Having suffered from anxiety and depression myself (like about 40 million, or 18% of Americans), I can tell you it is real. Yes, some people still think it’s “all in your head.” I have heard many well-intentioned teachers and parents alike poo-poo the idea of school anxiety in particular. While some may use these feelings as a crutch or excuse to avoid schoolwork, they can be physically damaging and real to the person suffering from true anxiety or one of several other possible disorders. Before pushing it off as nothing, please determine whether or not your child has an anxiety issue that needs your attention.
Just nervous or an anxiety problem?
How can a parent tell the difference? It is, after all, normal for kids to be nervous about a new school year and teacher, making friends, academic success and more. I’m nervous for my kids, but when is it a real problem? When your child can be distracted or comforted out of his or her worry, it may not be a big problem. It may just take time for your child to adjust to so many changes at once. Anxiety that lasts several weeks into the school year may suggest more is going on with your kid.
When your child worries about everything, refuses to attend school, can’t focus on activities he or she would normally enjoy, or when his or her fears and worries impact activities of daily life, it is time to call the pediatrician. Keep the teacher in the loop and ask for his or her observations. If you have anxiety yourself, you may notice similar signs in your child. Try not to let your child hear you talk about your worries. Encourage your child to express his or her feelings and identify steps to take if they get overly anxious. The Anxiety and Depression Association of America (ADAA) has tips and suggestions for parents and caregivers to help kids with school-related anxiety.

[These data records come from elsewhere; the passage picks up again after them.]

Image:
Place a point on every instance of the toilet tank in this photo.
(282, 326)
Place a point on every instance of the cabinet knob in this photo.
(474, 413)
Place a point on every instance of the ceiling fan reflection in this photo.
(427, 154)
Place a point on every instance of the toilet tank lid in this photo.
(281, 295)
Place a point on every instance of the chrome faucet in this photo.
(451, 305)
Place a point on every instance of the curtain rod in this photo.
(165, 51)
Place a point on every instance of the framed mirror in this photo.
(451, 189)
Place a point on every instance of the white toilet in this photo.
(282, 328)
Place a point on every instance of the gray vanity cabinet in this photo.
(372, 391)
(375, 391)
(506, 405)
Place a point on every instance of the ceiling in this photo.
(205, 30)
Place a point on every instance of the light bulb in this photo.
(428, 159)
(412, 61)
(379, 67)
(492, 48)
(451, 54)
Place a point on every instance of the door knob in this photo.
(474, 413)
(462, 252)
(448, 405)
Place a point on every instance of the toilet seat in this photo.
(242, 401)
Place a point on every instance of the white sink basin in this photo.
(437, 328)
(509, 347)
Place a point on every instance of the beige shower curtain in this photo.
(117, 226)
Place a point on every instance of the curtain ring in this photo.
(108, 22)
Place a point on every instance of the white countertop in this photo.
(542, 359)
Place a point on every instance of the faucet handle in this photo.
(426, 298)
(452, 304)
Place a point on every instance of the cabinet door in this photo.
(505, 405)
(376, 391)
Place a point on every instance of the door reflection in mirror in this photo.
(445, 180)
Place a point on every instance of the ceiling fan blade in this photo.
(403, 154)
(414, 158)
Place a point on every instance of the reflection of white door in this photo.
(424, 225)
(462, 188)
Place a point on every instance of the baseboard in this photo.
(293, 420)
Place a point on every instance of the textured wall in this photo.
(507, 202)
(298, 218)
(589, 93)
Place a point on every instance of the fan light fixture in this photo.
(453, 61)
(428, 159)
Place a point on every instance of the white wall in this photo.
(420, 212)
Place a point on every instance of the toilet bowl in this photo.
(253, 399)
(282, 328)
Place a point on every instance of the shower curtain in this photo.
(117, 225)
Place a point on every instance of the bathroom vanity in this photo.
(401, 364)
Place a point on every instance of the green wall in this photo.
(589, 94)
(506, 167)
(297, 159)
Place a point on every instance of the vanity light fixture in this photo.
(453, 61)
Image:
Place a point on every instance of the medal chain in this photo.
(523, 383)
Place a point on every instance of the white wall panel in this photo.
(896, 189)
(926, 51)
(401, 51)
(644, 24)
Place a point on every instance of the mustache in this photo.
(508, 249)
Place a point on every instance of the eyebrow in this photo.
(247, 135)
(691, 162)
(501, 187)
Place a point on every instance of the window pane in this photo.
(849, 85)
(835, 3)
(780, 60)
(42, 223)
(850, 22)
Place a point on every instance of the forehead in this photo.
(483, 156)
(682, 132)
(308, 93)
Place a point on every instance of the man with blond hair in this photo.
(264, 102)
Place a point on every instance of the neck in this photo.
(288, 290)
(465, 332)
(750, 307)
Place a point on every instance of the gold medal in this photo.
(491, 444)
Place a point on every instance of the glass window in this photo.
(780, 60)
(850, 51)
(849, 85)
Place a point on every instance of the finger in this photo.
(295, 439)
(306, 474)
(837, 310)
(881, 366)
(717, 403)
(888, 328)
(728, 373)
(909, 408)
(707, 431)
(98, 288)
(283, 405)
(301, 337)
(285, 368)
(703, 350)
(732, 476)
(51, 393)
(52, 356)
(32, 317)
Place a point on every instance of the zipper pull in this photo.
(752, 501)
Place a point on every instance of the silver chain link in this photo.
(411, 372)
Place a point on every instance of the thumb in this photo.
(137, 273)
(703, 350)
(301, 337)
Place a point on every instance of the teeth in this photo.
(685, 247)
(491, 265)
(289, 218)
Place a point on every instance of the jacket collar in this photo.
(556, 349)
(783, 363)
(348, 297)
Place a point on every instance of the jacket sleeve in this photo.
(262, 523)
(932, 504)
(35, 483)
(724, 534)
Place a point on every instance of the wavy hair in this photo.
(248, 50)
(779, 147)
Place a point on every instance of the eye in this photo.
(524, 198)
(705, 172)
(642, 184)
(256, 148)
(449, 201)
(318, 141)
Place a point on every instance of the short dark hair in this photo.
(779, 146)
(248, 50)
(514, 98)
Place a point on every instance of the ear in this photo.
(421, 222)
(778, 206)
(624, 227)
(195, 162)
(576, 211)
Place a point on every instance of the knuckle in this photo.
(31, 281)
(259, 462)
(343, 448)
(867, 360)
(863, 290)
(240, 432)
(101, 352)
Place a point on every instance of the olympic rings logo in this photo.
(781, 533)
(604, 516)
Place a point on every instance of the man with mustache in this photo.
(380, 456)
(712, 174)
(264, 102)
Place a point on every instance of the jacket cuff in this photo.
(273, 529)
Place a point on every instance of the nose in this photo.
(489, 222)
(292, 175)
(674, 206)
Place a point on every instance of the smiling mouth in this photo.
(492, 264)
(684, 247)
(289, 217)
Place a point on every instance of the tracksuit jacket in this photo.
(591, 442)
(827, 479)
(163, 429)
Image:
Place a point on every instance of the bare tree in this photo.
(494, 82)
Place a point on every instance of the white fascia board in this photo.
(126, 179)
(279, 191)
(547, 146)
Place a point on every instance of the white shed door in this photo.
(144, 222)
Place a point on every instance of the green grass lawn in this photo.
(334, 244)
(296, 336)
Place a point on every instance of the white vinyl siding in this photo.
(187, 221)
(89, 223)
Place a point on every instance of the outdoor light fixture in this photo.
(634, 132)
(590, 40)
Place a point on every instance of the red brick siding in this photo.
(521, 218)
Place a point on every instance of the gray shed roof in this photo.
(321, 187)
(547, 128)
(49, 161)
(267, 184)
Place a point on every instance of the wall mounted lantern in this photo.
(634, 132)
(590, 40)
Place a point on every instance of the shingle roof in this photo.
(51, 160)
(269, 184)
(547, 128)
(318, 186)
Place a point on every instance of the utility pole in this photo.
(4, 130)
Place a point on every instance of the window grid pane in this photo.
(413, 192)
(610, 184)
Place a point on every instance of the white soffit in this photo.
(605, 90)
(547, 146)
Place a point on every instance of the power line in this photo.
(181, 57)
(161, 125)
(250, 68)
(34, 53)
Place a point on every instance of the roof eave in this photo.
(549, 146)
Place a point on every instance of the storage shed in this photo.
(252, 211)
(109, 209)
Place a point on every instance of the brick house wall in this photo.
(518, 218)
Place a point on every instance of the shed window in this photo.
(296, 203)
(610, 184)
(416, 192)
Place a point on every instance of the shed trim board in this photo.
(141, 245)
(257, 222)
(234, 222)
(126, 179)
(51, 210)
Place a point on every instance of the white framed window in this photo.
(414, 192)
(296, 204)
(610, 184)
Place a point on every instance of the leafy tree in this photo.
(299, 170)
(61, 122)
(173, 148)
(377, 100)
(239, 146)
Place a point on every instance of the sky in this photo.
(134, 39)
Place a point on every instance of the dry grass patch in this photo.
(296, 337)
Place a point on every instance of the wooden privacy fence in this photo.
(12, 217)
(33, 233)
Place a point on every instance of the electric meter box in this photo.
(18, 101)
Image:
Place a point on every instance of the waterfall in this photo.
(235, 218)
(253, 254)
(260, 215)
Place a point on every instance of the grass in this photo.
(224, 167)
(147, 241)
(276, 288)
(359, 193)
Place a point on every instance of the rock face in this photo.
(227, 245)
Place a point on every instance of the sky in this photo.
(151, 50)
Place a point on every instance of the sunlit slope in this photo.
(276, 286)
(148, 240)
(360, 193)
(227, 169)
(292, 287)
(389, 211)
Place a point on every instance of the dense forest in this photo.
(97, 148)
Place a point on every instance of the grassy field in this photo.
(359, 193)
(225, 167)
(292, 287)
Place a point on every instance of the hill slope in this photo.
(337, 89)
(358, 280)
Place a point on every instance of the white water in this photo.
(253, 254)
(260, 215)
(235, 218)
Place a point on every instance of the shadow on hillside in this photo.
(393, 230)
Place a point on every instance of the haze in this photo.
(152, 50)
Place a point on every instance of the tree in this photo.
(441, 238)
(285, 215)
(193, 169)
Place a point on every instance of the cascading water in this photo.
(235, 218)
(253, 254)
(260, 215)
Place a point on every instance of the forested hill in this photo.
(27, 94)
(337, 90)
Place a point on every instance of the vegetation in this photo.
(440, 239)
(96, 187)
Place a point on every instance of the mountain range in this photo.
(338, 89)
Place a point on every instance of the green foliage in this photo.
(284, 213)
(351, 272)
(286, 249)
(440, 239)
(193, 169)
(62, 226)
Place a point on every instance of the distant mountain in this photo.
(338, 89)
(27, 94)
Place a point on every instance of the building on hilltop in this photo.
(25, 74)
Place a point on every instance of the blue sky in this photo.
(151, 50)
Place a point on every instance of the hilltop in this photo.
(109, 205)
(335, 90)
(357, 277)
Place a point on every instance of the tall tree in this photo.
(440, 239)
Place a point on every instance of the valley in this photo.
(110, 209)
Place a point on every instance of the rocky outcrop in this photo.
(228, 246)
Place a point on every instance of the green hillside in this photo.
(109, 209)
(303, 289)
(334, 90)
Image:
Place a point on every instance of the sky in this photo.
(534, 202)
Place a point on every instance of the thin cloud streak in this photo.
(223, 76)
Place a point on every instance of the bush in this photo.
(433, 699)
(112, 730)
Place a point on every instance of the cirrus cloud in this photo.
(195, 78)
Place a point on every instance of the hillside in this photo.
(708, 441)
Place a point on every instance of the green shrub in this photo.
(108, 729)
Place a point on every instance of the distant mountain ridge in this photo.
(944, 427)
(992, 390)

Here are some ways parents can help a child who may be struggling with school anxiety.
- Acknowledge your child’s feelings as real by speaking calmly and honestly; remember that no feelings are wrong. We all experience life differently, and what upsets me likely doesn’t bother you. Try not to add to your child’s fears with negative comments. Instead, encourage them to see the positive aspects of school (field trips, sports, clubs, etc.).
- Try to include your child in school planning and scheduling; give choices or options when possible. Kids want some power over their life, and many options are available today.
- Prepare him or her for upcoming situations by knowing what may upset or exacerbate your child’s anxiety and teach him or her strategies to deal and avoid anxiety-inducing situations when possible. Deep breathing and visualization are two simple techniques even the youngest kids can master.
- Look forward to new opportunities rather than back at past failures. Always have high expectations for your child, academically and personally, but be flexible and non-critical when success is not reached.
- Encourage your child to develop his or her strength areas and independence by pointing out areas of success and providing opportunities to work on or display those skills.
Everyone gets nervous sometimes, but when nervousness turns to crippling anxiety, get help. Be patient with kids as they traverse a new school year with a new teacher, but be aware when your child seems overly clingy or the stomachache returns each morning before school. Avoid letting your child stay home, as this can give the wrong message. Instead, be supportive without giving in or giving up. Finally, keep teachers and school professionals involved in the conversation; they may have experience and techniques to help support your child’s continued success in school and life.